The 2020 OHC value is higher than the last year’s value, by 20 ± 8.3 ZJ using the IAP/CAS data, and by 1 ± 3.5 ZJ
using NOAA/NCEI. Both are the highest on record (Table 1). Differences between the OHC analyses reflect the uncertainties in the calculation due to method and data coverage. OHC values herein are preliminary and will be augmented by ocean
profile data which are not immediately available at the end of the year (but added later), and by calibration and quality control processes which also occur on longer time scales. Further quantification of the uncertainties in OHC will help to better
specify the confidence in OHC assessment.

...

https://link.springer.com/article/10.1007/s00376-021-0447-x
Title: Re: Ocean temperatures
Post by: Tom_Mazanec on January 20, 2021, 10:41:34 PM
Climate change pushed ocean temperatures to record high in 2020, study finds
https://www.abc.net.au/news/2021-01-18/ocean-temperatures-reached-record-high-in-2020-study-finds/13062628
Quote
Last year the world's oceans absorbed 20 zettajoules of heat
Higher ocean temperatures can lead to an increase in extreme weather
Seas are warming at twice the global average in Australia's south-east
Title: Re: Ocean temperatures
Post by: kassy on January 23, 2021, 05:23:00 PM
Antarctica: The ocean cools at the surface but warms up at depth

Scientists have concluded that the slight cooling observed at the surface of the Southern Ocean hides a rapid and marked warming of the waters, to a depth of up to 800 meters. These results were obtained thanks to unique data acquired over the past 25 years.

...

The study points to major changes around the polar ice cap where temperatures are increasing by 0.04°C per decade, which could have serious consequences for Antarctic ice. Warm water is also rising rapidly to the surface, at a rate of 39 metres per decade, i.e. between three and ten times more than previously estimated.

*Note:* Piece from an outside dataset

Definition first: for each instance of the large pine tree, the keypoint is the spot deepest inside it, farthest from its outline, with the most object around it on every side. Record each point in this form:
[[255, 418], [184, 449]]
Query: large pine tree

Published in Nature Communications on 21 January 2021, these results were obtained thanks to unique data acquired over the past 25 years on board the French Antarctic resupply vessel L'Astrolabe. This is the longest series of temperature records in the Southern Ocean covering north to south.

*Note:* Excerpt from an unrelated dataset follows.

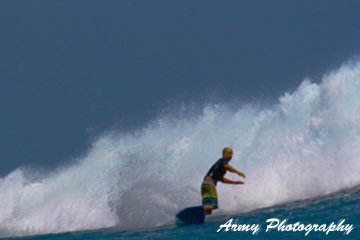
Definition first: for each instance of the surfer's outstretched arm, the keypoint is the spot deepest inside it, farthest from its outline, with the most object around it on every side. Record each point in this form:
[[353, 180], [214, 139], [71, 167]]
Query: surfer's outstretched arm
[[229, 181], [234, 170]]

https://www.sciencedaily.com/releases/2021/01/210121131818.htm

Southern Ocean in-situ temperature trends over 25 years emerge from interannual variability

Abstract
Despite playing a major role in global ocean heat storage, the Southern Ocean remains the most sparsely measured region of the global ocean. Here, a unique 25-year temperature time-series of the upper 800 m, repeated several times a year across the Southern Ocean, allows us to document the long-term change within water-masses and how it compares to the interannual variability. Three regions stand out as having strong trends that dominate over interannual variability: warming of the subantarctic waters (0.29 ± 0.09 °C per decade); cooling of the near-surface subpolar waters (−0.07 ± 0.04 °C per decade); and warming of the subsurface subpolar deep waters (0.04 ± 0.01 °C per decade). Although this subsurface warming of subpolar deep waters is small, it is the most robust long-term trend of our section, being in a region with weak interannual variability. This robust warming is associated with a large shoaling of the maximum temperature core in the subpolar deep water (39 ± 09 m per decade), which has been significantly underestimated by a factor of 3 to 10 in past studies. We find temperature changes of comparable magnitude to those reported in Amundsen–Bellingshausen Seas, which calls for a reconsideration of current ocean changes with important consequences for our understanding of future Antarctic ice-sheet mass loss.